Are you pleased that your scores are being discussed / compared with film scores? For many years the direction for "crossing over" has been from game scores to movie scores (e.g., Giacchino), but more recently movie composers have gone the other way (e.g., Schifrin, Elfman & Shore). Any thoughts as to why this latter flow is happening?

I think composers cross over in both directions because as a composer you want to take advantage of every opportunity to work at music that a lot of people will hear. I think the cross-over from film music to game music is partly because the budgets and resources are getting bigger, but also because interactive entertainment is becoming an increasingly important cultural statement. Walter Murch wrote a great article some years ago about how the first movies were just little nickel-operated crank machines you would play on a boardwalk or a carnival, not unlike a modern video arcade. These humble machines evolved into the Big Screen, arguably the culture’s central artistic statement. Murch’s point is that we are watching games go through the same process movies did. So it’s no surprise that more people want to be involved.


Where do you see game music in five to ten years from now?

Less imitative of Hollywood. It’s happening already. Not everything has to sound like a blockbuster action score anymore. I think music for games is starting to get its own identity – and a much greater degree of variety. Look at Bioshock. And have you checked out “Flow?”


What is, in your opinion, the most difficult / challenging / enjoyable task when composing for a video game?

The most difficult part is imagining what the gameplay will be like before you can really see it happening. The most enjoyable parts are recording musicians – bringing the score to life – and getting an email from someone saying how much they like what you’ve done.


What other composers / musical styles have had the greatest influences on you? What is in your CD-player / on your mp3-player right now?

The influences are many and it’s hard to rank them. Duke Ellington, Bernard Hermann, Raymond Scott, Danny Elfman, Ennio Morricone all come quickly to mind. My iPod has everything from Hariprasaad Churasia to Wiener Sangerknaben to Cradle of Filth. It’s pretty hard to characterize.


What is, so far, your favourite project you’ve worked on?

The ones I’m working on now!


What would be your dream project?

I’d like to do a live opera or musical someday. There is nothing like live musical drama.

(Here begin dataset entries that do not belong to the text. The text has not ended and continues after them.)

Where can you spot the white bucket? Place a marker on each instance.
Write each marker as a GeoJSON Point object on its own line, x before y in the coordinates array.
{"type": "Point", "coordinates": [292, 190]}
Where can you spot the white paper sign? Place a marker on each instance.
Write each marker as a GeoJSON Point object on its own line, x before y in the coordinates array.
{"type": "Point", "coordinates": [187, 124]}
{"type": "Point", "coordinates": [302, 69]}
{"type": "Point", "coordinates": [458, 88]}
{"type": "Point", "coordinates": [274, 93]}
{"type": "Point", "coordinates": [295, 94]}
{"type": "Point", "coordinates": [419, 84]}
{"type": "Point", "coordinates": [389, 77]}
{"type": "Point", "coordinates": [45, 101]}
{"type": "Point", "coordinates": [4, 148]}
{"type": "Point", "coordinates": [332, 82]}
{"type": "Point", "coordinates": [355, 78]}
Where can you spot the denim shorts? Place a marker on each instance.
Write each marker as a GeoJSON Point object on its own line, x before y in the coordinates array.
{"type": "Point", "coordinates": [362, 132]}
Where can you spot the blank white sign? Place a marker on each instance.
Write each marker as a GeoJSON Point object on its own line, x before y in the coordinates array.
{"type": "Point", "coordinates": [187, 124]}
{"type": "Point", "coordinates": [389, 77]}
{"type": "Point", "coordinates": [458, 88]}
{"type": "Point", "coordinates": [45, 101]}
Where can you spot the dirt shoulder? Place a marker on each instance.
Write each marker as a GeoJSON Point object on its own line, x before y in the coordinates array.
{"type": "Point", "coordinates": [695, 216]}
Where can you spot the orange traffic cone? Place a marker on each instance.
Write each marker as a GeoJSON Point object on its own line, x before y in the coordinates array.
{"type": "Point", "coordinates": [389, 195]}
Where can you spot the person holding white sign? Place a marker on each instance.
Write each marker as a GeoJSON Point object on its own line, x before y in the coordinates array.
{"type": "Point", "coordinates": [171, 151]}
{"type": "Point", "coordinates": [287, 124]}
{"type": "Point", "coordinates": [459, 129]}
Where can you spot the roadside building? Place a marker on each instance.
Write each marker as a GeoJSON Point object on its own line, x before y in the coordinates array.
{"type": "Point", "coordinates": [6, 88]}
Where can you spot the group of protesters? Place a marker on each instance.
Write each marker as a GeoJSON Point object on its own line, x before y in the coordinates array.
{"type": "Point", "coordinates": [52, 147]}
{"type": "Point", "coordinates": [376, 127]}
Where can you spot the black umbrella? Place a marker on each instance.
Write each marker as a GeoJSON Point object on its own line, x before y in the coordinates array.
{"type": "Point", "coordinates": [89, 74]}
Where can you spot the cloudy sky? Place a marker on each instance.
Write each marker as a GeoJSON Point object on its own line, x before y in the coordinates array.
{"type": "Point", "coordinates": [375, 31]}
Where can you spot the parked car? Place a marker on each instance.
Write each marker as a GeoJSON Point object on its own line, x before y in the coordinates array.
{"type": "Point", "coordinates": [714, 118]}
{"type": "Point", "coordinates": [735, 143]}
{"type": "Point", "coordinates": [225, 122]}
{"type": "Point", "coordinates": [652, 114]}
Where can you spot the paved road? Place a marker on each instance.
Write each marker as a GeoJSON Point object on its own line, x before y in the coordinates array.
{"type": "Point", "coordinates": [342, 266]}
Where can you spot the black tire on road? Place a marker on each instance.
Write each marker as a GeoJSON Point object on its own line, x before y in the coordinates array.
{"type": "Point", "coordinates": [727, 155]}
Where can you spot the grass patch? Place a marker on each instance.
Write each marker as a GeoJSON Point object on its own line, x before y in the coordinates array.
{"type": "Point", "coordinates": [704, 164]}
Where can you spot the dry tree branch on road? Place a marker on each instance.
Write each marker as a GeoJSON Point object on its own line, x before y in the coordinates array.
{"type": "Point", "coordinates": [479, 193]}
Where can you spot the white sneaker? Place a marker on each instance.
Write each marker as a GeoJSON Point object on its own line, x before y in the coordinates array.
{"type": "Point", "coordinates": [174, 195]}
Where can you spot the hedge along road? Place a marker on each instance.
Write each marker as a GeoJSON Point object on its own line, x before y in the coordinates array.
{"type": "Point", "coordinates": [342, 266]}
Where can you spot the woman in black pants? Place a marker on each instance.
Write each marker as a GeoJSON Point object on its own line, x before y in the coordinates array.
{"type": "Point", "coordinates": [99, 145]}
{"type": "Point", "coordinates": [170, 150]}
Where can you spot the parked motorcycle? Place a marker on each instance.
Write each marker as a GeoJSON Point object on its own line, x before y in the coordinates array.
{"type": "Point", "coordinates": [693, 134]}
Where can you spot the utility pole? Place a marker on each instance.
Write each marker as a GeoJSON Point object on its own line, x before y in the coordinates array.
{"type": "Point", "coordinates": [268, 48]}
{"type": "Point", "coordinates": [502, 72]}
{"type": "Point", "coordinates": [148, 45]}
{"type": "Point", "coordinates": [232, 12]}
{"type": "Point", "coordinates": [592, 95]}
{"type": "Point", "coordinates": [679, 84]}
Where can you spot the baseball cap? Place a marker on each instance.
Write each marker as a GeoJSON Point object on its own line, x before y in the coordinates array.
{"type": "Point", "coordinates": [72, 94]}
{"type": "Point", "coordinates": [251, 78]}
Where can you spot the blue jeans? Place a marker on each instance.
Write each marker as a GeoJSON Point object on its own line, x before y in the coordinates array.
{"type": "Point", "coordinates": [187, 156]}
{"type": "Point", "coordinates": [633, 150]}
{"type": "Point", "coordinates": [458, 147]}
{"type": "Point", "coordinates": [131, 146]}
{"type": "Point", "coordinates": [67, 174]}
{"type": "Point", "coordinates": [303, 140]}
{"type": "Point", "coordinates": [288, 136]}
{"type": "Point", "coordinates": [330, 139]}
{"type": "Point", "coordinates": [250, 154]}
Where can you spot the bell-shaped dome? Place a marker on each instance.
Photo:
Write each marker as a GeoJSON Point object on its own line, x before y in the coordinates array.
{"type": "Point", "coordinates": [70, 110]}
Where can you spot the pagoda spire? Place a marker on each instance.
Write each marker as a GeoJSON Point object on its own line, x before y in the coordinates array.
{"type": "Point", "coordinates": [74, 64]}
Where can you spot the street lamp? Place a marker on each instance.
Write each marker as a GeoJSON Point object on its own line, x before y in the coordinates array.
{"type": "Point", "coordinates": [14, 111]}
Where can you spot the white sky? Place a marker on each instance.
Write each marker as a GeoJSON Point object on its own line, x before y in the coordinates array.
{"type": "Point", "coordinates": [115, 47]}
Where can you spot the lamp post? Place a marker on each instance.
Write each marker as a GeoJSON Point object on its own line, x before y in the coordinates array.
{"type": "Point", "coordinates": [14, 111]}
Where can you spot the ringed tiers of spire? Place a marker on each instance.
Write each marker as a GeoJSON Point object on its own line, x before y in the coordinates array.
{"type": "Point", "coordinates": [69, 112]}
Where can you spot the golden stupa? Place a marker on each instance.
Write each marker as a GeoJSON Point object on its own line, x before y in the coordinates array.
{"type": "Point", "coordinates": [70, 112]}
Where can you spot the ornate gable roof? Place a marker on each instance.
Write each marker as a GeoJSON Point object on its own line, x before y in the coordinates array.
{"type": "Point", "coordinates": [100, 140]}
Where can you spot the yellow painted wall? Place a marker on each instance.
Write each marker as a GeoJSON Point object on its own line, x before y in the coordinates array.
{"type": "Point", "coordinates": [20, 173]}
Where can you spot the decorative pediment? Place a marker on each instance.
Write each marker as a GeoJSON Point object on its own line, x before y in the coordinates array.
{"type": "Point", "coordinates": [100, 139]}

What are you currently working on?

I’m working on Tim Schafer’s new game Brutal Legend and a couple of other titles that haven’t been announced yet. It’s very exciting. I’m getting some opportunities to expand my musical direction.


Do you play PC or console games yourself?

Mostly console games these days and mostly for testing my own work. I wish I had time to play more. Maybe when my kids get older I’ll be able to play with them.


Is there anything you’d like to say that I didn’t cover?

In the end the most important thing is to do something you love.



Thanks again and good luck on your future endeavours.

Thanks, and best of luck to you as well.